Cotton farming contributes 6% of the world’s pesticide consumption and 16% of insecticide (EJF, 2024). It is the third most water-consuming crop, with 67% of its output coming from unsustainable water use (Mekonnen and Hoekstra, 2020). Similarly, seed, fertilizer, and other input costs are lowering the profits of cotton growers and making cotton production unsustainable, but the injudicious use of inputs and orthodox approaches to cultivation (Zafar et al., 2024b; Zulfiqar et al., 2017) have increased the cost of production and decreased cotton yield, consequently deteriorating the earnings of cotton growers. Many studies revealed that conventional cotton producers incur high costs of production and have low resource use efficiency (Watto and Mugera, 2015; Zulfiqar et al., 2017; Rashidov and Shermatov, 2023).

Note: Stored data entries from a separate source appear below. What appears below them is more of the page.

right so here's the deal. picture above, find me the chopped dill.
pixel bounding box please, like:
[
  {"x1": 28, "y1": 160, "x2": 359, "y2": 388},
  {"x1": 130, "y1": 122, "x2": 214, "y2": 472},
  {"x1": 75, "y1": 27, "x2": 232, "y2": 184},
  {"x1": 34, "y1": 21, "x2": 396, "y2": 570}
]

Apart from the climatic issues, farmers’ socio-economic characteristics also have a great effect on the yield of cotton (Ahmad et al., 2021; Hashmi et al., 2016). For example, the size of the farm had a significant impact on the production of the cotton crop. Based on the USDA’s findings from 2019, a significant portion of farmers, approximately 81%, fall into the category of small landholders in Pakistan. On average, these farmers possess less than 5.7 hectares of land (Nawaz et al., 2023). The report indicates that the more prominent farmers in Pakistan possess a significant level of influence and enjoy convenient access to resources and modern technology. However, small farmers encountered difficulties in accessing essential services and resources, which were also scarce in availability (Kousar et al., 2017). It is worth noting that farmers’ decisions were influenced by factors such as access to resources, extension services (Dabiah et al., 2023), availability of inputs, government support, and affordability. Consequently, the small farmers faced challenges in making important decisions that would have improved cotton productivity. The insufficient availability of essential information, and high costs of inputs such as pesticides, soil reclamation materials, and organic manures, coupled with a limited understanding of technical aspects, exacerbated the difficulties and hurt cotton production (Gohil et al., 2016). Various challenges, such as financial limitations, credit obstacles, limited access to advisory services, and a lack of formal education, have been recognized as factors that impede cotton yield (Wei et al., 2020).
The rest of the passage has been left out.